场景文本编辑旨在在保留新文本风格的同时修改图像中的文本,使其类似于原始文本。给定一个图像、目标区域和目标文本,任务生成一个在选定区域包含目标文本的输出图像,替换原始文本。这个任务已经进行了广泛研究,最初使用生成对抗网络(GANs)取得了成功,以平衡文本的准确性和风格相似性。然而,基于GAN的方法在复杂背景下或具有复杂字符风格的文本上遇到了困难。最近的工作利用扩散模型,表现出更好的效果,但仍然面临挑战,尤其是在非拉丁文语言(如CJK字符,即中文、日文、韩文)上,由于字符具有复杂的字形,往往产生不准确或不可识别的字符。为了解决这些问题,我们提出了\emph{TextMastero} - 一个基于潜在扩散模型的多语言场景文本编辑架构。TextMastero引入了两个关键模块:一个用于生成准确内容的字符条件模块,用于在编辑过程中确保生成文本的准确性;另一个是潜在指导模块,用于在编辑之前和之后提供完整的风格信息,以确保编辑前的文本和编辑后的文本具有相似性。两个质量和数量实验证明,我们的方法在文本准确性和风格相似性方面超越了所有已知现有作品。
https://arxiv.org/abs/2408.10623
Scene text recognition (STR) pre-training methods have achieved remarkable progress, primarily relying on synthetic datasets. However, the domain gap between synthetic and real images poses a challenge in acquiring feature representations that align well with images on real scenes, thereby limiting the performance of these methods. We note that vision-language models like CLIP, pre-trained on extensive real image-text pairs, effectively align images and text in a unified embedding space, suggesting the potential to derive the representations of real images from text alone. Building upon this premise, we introduce a novel method named Decoder Pre-training with only text for STR (DPTR). DPTR treats text embeddings produced by the CLIP text encoder as pseudo visual embeddings and uses them to pre-train the decoder. An Offline Randomized Perturbation (ORP) strategy is introduced. It enriches the diversity of text embeddings by incorporating natural image embeddings extracted from the CLIP image encoder, effectively directing the decoder to acquire the potential representations of real images. In addition, we introduce a Feature Merge Unit (FMU) that guides the extracted visual embeddings focusing on the character foreground within the text image, thereby enabling the pre-trained decoder to work more efficiently and accurately. Extensive experiments across various STR decoders and language recognition tasks underscore the broad applicability and remarkable performance of DPTR, providing a novel insight for STR pre-training. Code is available at this https URL
场景文本识别(STR)预训练方法已经取得了显著的进步,主要依赖于合成数据集。然而,模拟数据和真实图像之间的领域差异使得获得与真实场景图像一致的特征表示成为挑战,从而限制了这些方法的表现。我们注意到,像CLIP这样的视觉语言模型,预训练在广泛的实图像-文本对上,有效地将图像和文本在统一的嵌入空间中对齐,这表明从文本中单独提取图像表示的潜力。以此为基础,我们引入了一种名为Decoder Pre-training with only text for STR (DPTR)的新方法。DPTR将CLIP文本编码器产生的文本嵌入视为伪视觉嵌入,并使用它们来预训练解码器。引入了一种离线随机扰动(ORP)策略。它通过从CLIP图像编码器中提取自然图像嵌入,丰富文本嵌入的多样性,从而将解码器引导到获取真实图像的潜在表示。此外,我们还引入了一个特征合并单元(FMU),它指导提取文本图像中字符前台的视觉嵌入,从而使预训练解码器能够更高效、准确地工作。在各种STR解码器和语言识别任务中进行的大量实验证实了DPTR的广泛应用和非凡的表现,为STR预训练提供了新的见解。
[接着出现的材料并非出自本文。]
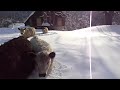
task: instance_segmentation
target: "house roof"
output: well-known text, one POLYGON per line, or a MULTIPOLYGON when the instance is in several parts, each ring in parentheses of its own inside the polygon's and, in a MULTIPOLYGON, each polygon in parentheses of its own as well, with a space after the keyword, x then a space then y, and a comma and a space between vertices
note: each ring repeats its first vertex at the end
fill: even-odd
POLYGON ((24 21, 24 23, 35 13, 35 11, 33 11, 28 17, 27 19, 24 21))
MULTIPOLYGON (((24 23, 33 15, 35 14, 36 11, 33 11, 28 17, 27 19, 24 21, 24 23)), ((65 17, 65 15, 62 13, 62 12, 55 12, 55 15, 56 16, 62 16, 62 17, 65 17)))

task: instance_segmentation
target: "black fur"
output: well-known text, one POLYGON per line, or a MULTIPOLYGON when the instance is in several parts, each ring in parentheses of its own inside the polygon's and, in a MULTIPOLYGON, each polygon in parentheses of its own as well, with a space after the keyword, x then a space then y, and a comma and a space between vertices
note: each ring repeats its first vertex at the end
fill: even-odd
POLYGON ((0 79, 26 79, 35 69, 31 43, 20 36, 0 46, 0 79))

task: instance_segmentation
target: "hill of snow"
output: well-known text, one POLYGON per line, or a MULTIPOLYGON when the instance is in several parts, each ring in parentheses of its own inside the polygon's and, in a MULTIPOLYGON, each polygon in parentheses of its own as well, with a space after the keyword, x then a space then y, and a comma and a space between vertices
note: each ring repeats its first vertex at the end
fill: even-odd
MULTIPOLYGON (((17 29, 0 28, 0 44, 19 35, 17 29)), ((36 35, 50 43, 56 52, 53 70, 47 79, 90 79, 90 68, 93 79, 120 78, 120 25, 56 30, 47 34, 37 29, 36 35)), ((37 72, 29 78, 40 79, 37 72)))

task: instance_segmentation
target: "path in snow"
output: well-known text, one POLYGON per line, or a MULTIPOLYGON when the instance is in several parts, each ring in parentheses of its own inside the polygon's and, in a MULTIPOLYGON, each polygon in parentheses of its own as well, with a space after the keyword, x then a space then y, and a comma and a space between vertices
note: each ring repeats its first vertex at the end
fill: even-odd
MULTIPOLYGON (((0 44, 19 36, 19 32, 0 30, 0 44)), ((56 52, 53 70, 47 79, 89 79, 90 28, 75 31, 49 31, 39 38, 51 44, 56 52)), ((91 29, 92 78, 120 78, 120 26, 96 26, 91 29)), ((30 78, 40 79, 33 72, 30 78)))

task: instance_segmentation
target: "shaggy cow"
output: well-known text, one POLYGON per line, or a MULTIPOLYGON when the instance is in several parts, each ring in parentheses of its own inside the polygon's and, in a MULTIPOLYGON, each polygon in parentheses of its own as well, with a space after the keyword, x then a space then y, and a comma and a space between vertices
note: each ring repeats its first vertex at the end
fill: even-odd
POLYGON ((46 41, 39 39, 37 36, 34 36, 30 42, 36 53, 36 69, 39 72, 39 76, 45 77, 52 69, 55 52, 52 51, 50 45, 46 41))
POLYGON ((48 28, 45 27, 44 29, 42 29, 42 32, 43 32, 43 34, 48 33, 48 28))
POLYGON ((36 29, 34 27, 25 27, 25 28, 18 28, 21 35, 25 38, 29 38, 35 35, 36 29))
POLYGON ((0 79, 25 79, 35 69, 35 54, 23 36, 0 46, 0 79))

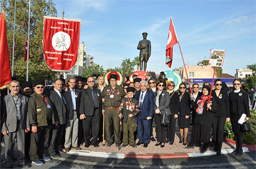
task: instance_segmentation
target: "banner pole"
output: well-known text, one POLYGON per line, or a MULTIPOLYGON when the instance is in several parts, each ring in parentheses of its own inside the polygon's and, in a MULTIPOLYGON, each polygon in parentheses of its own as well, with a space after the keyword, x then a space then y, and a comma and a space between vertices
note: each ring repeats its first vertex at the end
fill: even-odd
POLYGON ((29 56, 29 29, 30 28, 30 0, 29 0, 29 8, 28 9, 28 52, 27 55, 27 81, 28 81, 28 58, 29 56))
MULTIPOLYGON (((213 81, 214 81, 214 77, 215 76, 215 71, 216 71, 216 66, 214 67, 214 71, 213 71, 213 77, 212 77, 212 85, 211 86, 211 91, 210 92, 210 98, 209 100, 208 101, 208 103, 210 103, 210 100, 211 100, 211 96, 212 95, 212 86, 213 86, 213 81)), ((208 111, 209 108, 207 108, 206 110, 208 111)))
POLYGON ((16 18, 16 0, 14 5, 14 23, 13 24, 13 39, 12 40, 12 76, 13 76, 13 67, 14 66, 14 51, 15 51, 15 23, 16 18))
POLYGON ((184 58, 183 58, 183 55, 182 54, 182 51, 181 51, 181 45, 179 44, 179 42, 178 41, 178 44, 179 44, 179 50, 181 51, 181 57, 182 58, 182 61, 183 61, 183 65, 184 65, 184 68, 185 68, 185 71, 186 72, 186 75, 187 75, 187 81, 189 83, 189 89, 190 89, 190 92, 191 94, 192 93, 192 90, 191 89, 191 86, 190 86, 190 82, 189 82, 189 76, 187 75, 187 69, 186 69, 186 65, 185 65, 185 61, 184 61, 184 58))

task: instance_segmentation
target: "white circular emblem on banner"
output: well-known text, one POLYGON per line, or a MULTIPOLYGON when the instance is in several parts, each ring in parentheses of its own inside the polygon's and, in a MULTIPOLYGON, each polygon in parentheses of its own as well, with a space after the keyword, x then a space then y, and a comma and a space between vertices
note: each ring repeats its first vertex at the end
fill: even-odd
POLYGON ((55 33, 52 38, 52 45, 58 51, 66 51, 70 46, 71 40, 69 35, 62 31, 55 33))

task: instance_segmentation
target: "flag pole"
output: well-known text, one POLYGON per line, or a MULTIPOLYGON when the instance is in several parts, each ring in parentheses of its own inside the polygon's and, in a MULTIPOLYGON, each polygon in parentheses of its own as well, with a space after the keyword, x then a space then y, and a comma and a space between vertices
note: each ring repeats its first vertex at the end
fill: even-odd
POLYGON ((186 72, 186 75, 187 75, 187 81, 189 83, 189 89, 190 89, 190 92, 191 94, 192 93, 192 90, 191 89, 191 86, 190 86, 190 82, 189 82, 189 78, 187 75, 187 69, 186 68, 186 65, 185 64, 185 61, 184 61, 184 58, 183 58, 183 55, 182 54, 182 51, 181 51, 181 45, 179 44, 179 42, 178 41, 178 44, 179 44, 179 50, 181 51, 181 58, 182 58, 182 61, 183 61, 183 65, 184 65, 184 68, 185 69, 185 71, 186 72))
POLYGON ((29 8, 28 9, 28 52, 27 55, 27 81, 28 81, 28 57, 29 56, 29 29, 30 25, 30 2, 31 0, 29 0, 29 8))
POLYGON ((14 5, 14 24, 13 26, 13 39, 12 40, 12 76, 13 76, 13 67, 14 66, 14 51, 15 48, 15 25, 16 18, 16 0, 14 5))

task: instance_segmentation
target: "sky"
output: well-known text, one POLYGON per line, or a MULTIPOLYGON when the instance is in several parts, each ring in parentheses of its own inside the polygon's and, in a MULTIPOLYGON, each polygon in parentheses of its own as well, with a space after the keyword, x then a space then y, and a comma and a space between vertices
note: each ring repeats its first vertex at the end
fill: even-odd
MULTIPOLYGON (((104 69, 138 56, 137 47, 148 33, 151 55, 147 70, 170 70, 166 49, 172 16, 187 65, 209 60, 211 49, 226 50, 223 73, 255 63, 256 2, 253 0, 53 0, 57 17, 82 20, 80 41, 104 69)), ((182 67, 177 44, 171 70, 182 67)))

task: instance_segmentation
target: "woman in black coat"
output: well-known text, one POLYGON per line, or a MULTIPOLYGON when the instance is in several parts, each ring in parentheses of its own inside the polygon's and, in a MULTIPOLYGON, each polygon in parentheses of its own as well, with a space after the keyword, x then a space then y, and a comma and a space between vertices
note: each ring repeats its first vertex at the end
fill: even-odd
POLYGON ((209 95, 210 91, 209 86, 203 86, 202 90, 203 94, 198 96, 196 101, 191 101, 193 107, 196 108, 192 137, 194 142, 202 142, 202 147, 200 151, 202 153, 206 151, 211 144, 211 126, 214 114, 218 109, 215 99, 209 95), (208 103, 209 98, 211 98, 210 103, 208 103))
POLYGON ((166 113, 167 116, 171 114, 171 110, 169 108, 170 104, 170 95, 169 93, 164 90, 164 84, 161 80, 156 82, 156 91, 154 93, 155 112, 154 113, 154 118, 156 125, 156 136, 157 137, 157 142, 155 146, 161 145, 161 147, 164 147, 167 136, 167 126, 163 126, 161 124, 161 114, 166 113))
POLYGON ((175 126, 176 120, 179 113, 179 94, 174 91, 175 84, 172 81, 169 81, 167 84, 167 91, 170 94, 169 107, 171 115, 168 125, 167 139, 166 142, 170 141, 169 144, 172 145, 175 137, 175 126))
POLYGON ((179 86, 180 93, 179 114, 178 118, 178 123, 181 133, 181 139, 179 142, 183 144, 187 145, 187 138, 189 132, 189 116, 190 115, 190 96, 186 92, 186 87, 184 83, 181 83, 179 86))
POLYGON ((232 154, 240 156, 243 154, 244 133, 241 131, 241 125, 238 123, 243 113, 246 114, 246 120, 251 117, 248 94, 242 88, 241 81, 235 79, 233 82, 233 91, 229 94, 230 119, 232 130, 235 134, 236 149, 232 154))
POLYGON ((214 151, 217 151, 217 155, 219 156, 222 146, 224 126, 226 121, 230 120, 230 111, 228 94, 222 89, 222 81, 220 79, 217 79, 214 85, 215 89, 212 91, 212 96, 215 99, 218 109, 214 114, 212 128, 215 145, 214 151))

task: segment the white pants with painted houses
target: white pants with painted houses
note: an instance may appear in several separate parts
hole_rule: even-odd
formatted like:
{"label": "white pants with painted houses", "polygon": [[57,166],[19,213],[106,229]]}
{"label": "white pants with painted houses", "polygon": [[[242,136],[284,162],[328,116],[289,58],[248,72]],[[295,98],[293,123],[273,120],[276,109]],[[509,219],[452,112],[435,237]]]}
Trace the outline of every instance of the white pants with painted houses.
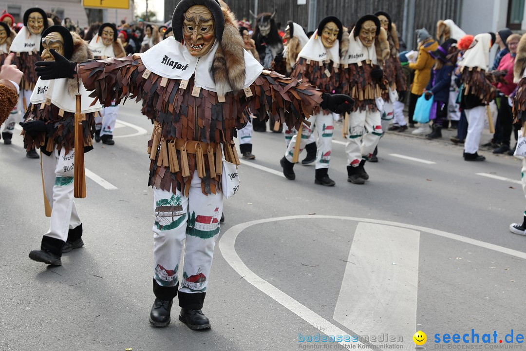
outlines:
{"label": "white pants with painted houses", "polygon": [[65,170],[61,157],[73,157],[73,151],[65,155],[64,148],[58,151],[55,149],[51,156],[42,154],[42,170],[44,174],[44,184],[46,196],[51,206],[51,221],[49,230],[45,235],[59,239],[64,242],[67,240],[68,232],[80,225],[80,218],[77,213],[77,208],[73,201],[73,175],[74,170],[70,167]]}
{"label": "white pants with painted houses", "polygon": [[[316,169],[320,168],[328,168],[329,162],[330,161],[330,154],[332,149],[332,132],[334,130],[332,123],[332,114],[324,115],[320,111],[316,115],[313,115],[309,118],[311,126],[315,126],[318,132],[318,152],[316,155]],[[312,131],[306,127],[304,125],[301,128],[301,137],[300,138],[300,152],[303,151],[305,145],[308,144]],[[294,135],[289,143],[285,152],[285,157],[289,162],[292,162],[292,156],[294,155],[294,146],[296,145],[298,135]]]}
{"label": "white pants with painted houses", "polygon": [[382,131],[387,131],[389,126],[389,124],[391,123],[391,121],[392,121],[393,106],[393,103],[389,101],[386,101],[383,103],[383,111],[381,111],[380,113],[380,118],[381,118],[380,124],[382,126]]}
{"label": "white pants with painted houses", "polygon": [[[205,292],[219,233],[223,195],[219,192],[204,194],[197,171],[188,197],[175,190],[154,188],[154,277],[161,286],[176,286],[180,280],[179,292]],[[180,279],[178,271],[184,240]]]}
{"label": "white pants with painted houses", "polygon": [[[367,132],[366,131],[367,129]],[[362,158],[368,159],[382,136],[380,112],[367,108],[349,116],[349,134],[345,152],[349,165],[358,167]]]}
{"label": "white pants with painted houses", "polygon": [[464,151],[468,154],[474,154],[479,150],[480,137],[488,113],[485,106],[467,108],[464,112],[468,119],[468,134],[464,142]]}
{"label": "white pants with painted houses", "polygon": [[[118,106],[111,106],[104,107],[100,111],[102,116],[97,115],[95,117],[95,128],[100,126],[100,136],[103,135],[113,135],[113,131],[115,129],[115,122],[117,122],[117,115],[119,113]],[[97,126],[97,125],[99,126]]]}
{"label": "white pants with painted houses", "polygon": [[403,103],[395,101],[393,103],[393,124],[404,126],[407,125],[403,115]]}

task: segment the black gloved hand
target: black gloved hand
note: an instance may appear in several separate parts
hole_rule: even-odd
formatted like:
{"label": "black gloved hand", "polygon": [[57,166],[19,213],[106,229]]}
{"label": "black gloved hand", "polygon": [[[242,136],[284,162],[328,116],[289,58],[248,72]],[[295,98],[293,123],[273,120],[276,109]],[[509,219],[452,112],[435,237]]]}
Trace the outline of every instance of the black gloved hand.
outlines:
{"label": "black gloved hand", "polygon": [[43,121],[39,119],[32,119],[29,122],[22,123],[22,128],[26,133],[31,136],[35,136],[41,133],[45,132],[47,129],[46,126]]}
{"label": "black gloved hand", "polygon": [[343,94],[321,94],[323,99],[320,104],[320,107],[323,109],[328,109],[332,112],[342,115],[346,112],[350,112],[355,105],[355,101],[350,96]]}
{"label": "black gloved hand", "polygon": [[73,78],[77,64],[70,62],[53,49],[50,49],[49,52],[55,57],[55,61],[38,61],[35,63],[35,71],[37,75],[45,80]]}
{"label": "black gloved hand", "polygon": [[371,71],[371,76],[376,79],[379,79],[383,76],[383,70],[379,67],[375,67]]}

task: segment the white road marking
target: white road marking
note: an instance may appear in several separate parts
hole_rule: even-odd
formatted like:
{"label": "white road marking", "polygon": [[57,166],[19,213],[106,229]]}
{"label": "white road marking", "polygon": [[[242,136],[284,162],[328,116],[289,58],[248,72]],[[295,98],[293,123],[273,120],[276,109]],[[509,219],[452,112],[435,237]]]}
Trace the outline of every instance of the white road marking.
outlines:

代码可在此处访问:https://www.aclweb.org/anthology/2022.8810619
https://arxiv.org/abs/2408.05706
In recent years, significant progress has been made in scene text recognition by data-driven methods. However, due to the scarcity of annotated real-world data, the training of these methods predominantly relies on synthetic data. The distribution gap between synthetic and real data constrains the further performance improvement of these methods in real-world applications. To tackle this problem, a highly promising approach is to utilize massive amounts of unlabeled real data for self-supervised training, which has been widely proven effective in many NLP and CV tasks. Nevertheless, generic self-supervised methods are unsuitable for scene text images due to their sequential nature. To address this issue, we propose a Local Explicit and Global Order-aware self-supervised representation learning method (LEGO) that accounts for the characteristics of scene text images. Inspired by the human cognitive process of learning words, which involves spelling, reading, and writing, we propose three novel pre-text tasks for LEGO to model sequential, semantic, and structural features, respectively. The entire pre-training process is optimized by using a consistent Text Knowledge Codebook. Extensive experiments validate that LEGO outperforms previous scene text self-supervised methods. The recognizer incorporated with our pre-trained model achieves superior or comparable performance compared to state-of-the-art scene text recognition methods on six benchmarks. Furthermore, we demonstrate that LEGO can achieve superior performance in other text-related tasks.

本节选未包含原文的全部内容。